Sofia Crisóstomo lembrou que "estamos a ouvir falar da construção dos mesmos hospitais que ouvíamos antes da covid-19 quando hoje nos relacionamos de uma forma completamente diferente com os hospitais, muitas vezes à distância. Será que alguém pensou se continuamos a precisar dos mesmos hospitais?"

Piscinas sem água

Acrescentou que se fala em aumentar as camas dos cuidados continuados, "mas ninguém quer ser institucionalizado se um dia tiver alguma perda de funcionalidade ou autonomia. E o próprio OE fala em verbas elevadas para mais camas e apenas uns dinheiros para os cuidados domiciliários. Não está na hora de desafiar os cuidados domiciliários?"

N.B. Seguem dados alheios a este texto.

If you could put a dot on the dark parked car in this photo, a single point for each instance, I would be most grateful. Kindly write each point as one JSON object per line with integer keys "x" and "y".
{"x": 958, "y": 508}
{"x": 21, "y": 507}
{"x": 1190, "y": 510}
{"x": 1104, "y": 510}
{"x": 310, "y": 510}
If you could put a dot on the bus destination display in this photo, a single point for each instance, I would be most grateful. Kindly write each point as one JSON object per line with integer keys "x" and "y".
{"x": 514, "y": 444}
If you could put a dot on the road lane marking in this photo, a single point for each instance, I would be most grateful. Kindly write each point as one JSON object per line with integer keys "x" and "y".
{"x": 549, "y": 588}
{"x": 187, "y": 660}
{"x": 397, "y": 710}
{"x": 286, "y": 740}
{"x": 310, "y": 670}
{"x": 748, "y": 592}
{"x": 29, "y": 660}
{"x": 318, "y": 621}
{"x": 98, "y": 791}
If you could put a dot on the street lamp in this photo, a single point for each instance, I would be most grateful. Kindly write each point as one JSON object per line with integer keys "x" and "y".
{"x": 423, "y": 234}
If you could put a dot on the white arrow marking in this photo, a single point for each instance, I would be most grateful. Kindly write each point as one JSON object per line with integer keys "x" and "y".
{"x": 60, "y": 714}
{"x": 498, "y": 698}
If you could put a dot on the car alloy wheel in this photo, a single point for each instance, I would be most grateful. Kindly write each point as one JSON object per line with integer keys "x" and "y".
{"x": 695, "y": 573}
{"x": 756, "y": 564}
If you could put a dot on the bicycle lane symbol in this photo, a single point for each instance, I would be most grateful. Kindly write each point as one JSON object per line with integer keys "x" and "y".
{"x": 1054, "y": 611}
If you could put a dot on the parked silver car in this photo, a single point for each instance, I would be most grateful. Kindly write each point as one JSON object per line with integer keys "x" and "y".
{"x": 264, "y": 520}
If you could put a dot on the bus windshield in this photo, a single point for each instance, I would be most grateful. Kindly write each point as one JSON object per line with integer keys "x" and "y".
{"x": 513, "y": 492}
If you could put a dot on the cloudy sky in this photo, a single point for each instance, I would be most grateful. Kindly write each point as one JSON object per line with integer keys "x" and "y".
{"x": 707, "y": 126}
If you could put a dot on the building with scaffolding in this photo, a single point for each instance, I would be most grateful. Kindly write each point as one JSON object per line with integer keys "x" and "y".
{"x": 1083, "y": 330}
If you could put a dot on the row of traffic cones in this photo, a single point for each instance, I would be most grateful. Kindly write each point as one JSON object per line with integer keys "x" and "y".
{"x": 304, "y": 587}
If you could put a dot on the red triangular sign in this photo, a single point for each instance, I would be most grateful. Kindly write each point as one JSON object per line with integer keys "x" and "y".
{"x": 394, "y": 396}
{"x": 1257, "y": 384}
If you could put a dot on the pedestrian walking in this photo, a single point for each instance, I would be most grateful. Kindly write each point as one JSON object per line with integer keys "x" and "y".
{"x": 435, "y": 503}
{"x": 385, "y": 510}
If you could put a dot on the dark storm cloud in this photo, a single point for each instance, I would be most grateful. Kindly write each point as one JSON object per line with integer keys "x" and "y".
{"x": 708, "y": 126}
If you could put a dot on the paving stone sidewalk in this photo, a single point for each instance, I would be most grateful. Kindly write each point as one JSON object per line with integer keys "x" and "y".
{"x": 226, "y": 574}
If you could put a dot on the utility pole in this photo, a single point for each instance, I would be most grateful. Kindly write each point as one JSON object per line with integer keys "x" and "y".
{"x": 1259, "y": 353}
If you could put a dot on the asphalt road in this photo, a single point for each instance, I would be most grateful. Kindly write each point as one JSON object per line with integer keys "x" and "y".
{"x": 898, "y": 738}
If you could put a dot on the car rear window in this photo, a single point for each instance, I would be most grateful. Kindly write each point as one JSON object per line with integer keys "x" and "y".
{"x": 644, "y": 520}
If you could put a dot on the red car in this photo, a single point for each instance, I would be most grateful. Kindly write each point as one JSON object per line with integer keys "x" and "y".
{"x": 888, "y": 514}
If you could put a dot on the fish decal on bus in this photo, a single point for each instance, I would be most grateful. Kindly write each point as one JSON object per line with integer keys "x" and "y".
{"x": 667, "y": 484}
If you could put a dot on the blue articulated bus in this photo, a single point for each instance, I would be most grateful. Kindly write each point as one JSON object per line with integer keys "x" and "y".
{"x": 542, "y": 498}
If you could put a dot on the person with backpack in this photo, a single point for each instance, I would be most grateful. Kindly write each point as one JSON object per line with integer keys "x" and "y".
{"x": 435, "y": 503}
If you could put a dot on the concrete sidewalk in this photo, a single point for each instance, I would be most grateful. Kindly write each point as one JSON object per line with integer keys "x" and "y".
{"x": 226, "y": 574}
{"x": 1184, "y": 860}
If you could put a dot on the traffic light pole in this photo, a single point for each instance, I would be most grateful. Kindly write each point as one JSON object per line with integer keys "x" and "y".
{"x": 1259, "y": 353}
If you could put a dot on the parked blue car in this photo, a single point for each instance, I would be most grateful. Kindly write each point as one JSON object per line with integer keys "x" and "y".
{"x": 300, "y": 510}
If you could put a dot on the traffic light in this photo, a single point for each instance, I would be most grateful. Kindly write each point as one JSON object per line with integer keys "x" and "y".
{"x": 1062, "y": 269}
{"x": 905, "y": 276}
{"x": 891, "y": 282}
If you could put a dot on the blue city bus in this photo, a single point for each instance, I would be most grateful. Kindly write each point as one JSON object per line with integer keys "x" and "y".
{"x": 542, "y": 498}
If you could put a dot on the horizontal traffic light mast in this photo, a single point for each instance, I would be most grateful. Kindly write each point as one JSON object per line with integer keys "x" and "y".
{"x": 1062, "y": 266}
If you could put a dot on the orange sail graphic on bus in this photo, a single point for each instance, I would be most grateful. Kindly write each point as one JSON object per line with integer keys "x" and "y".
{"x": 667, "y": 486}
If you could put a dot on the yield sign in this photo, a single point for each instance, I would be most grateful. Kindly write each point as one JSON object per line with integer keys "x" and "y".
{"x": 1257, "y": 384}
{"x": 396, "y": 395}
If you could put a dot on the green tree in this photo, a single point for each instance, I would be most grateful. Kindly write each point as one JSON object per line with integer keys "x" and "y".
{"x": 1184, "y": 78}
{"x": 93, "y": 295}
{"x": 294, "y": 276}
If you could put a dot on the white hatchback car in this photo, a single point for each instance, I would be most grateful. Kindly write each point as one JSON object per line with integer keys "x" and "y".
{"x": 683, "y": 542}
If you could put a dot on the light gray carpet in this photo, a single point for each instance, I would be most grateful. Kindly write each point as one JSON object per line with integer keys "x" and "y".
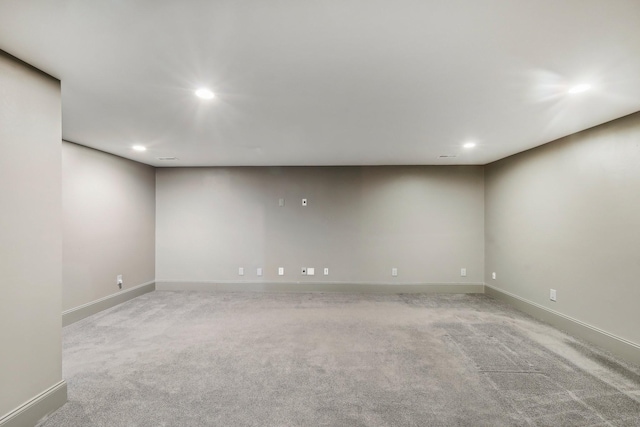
{"x": 260, "y": 359}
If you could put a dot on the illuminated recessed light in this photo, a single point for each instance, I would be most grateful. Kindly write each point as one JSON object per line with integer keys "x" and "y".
{"x": 579, "y": 88}
{"x": 204, "y": 93}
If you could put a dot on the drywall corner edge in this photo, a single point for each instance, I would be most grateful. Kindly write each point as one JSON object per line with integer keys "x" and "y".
{"x": 625, "y": 350}
{"x": 38, "y": 408}
{"x": 78, "y": 313}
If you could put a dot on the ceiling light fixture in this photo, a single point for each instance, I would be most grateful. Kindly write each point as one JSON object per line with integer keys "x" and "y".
{"x": 204, "y": 93}
{"x": 583, "y": 87}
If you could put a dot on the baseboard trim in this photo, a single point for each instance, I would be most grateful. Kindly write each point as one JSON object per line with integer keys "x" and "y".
{"x": 618, "y": 346}
{"x": 329, "y": 287}
{"x": 78, "y": 313}
{"x": 32, "y": 412}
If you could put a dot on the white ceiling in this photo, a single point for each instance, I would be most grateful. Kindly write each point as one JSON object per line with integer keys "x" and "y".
{"x": 329, "y": 82}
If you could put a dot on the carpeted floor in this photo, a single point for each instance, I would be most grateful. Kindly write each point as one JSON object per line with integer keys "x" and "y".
{"x": 266, "y": 359}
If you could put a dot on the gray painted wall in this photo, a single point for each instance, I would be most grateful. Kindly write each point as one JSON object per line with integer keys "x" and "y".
{"x": 567, "y": 216}
{"x": 30, "y": 234}
{"x": 360, "y": 222}
{"x": 108, "y": 224}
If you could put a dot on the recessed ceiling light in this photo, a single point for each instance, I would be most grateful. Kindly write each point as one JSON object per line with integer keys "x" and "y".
{"x": 579, "y": 88}
{"x": 204, "y": 93}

Esta opinião foi reforçada por Manuel Lemos, presidente da União das Misericórdias Portuguesas. Considerou que "temos de mudar o pivô do envelhecimento que agora tem sido o lar e as pessoas só querem ir para o lar, porque não têm segurança nas suas coisas e se precisarem de alguém não têm. Tem de se conseguir que o envelhecimento seja na casa das pessoas. Esta política pública não está a ser pensada e diz-se que vão fazer 10 mil camas de cuidados continuados, mas ninguém fala na exploração das dez camas. É como fazer dez mil piscinas vazias, sem água".

"Portugal não tem um único grande problema, mas tem 500 mil problemas que ninguém resolve e cada dia que passa acrescentamos mais uma complicação", sublinhou João Almeida Lopes, presidente da Apifarma.

Mas Fernando Araújo, presidente do Centro Hospitalar de São João, afirmou, de uma forma programática, as três dimensões para a saúde do futuro. A primeira é prevenção, em que há menos aposta, em termos de Orçamento do Estado, mas a que obtém mais resultados em saúde e de sustentabilidade de SNS.

A segunda dimensão tem a ver com a integração de cuidados "e o sistema ainda está muito disperso, limitado nas suas áreas e divisões, e esta integração a todos os níveis teria um impacto, do ponto de vista económico e de qualidade para os utentes, que é determinante", diz Fernando Araújo.

O terceiro aspeto coloca o utente no centro. "Muitas vê-se o nosso foco está em outras dimensões, mas o foco deve ser o utente e a forma como podemos prestar cuidados de saúde de acordo com as necessidades é fundamental."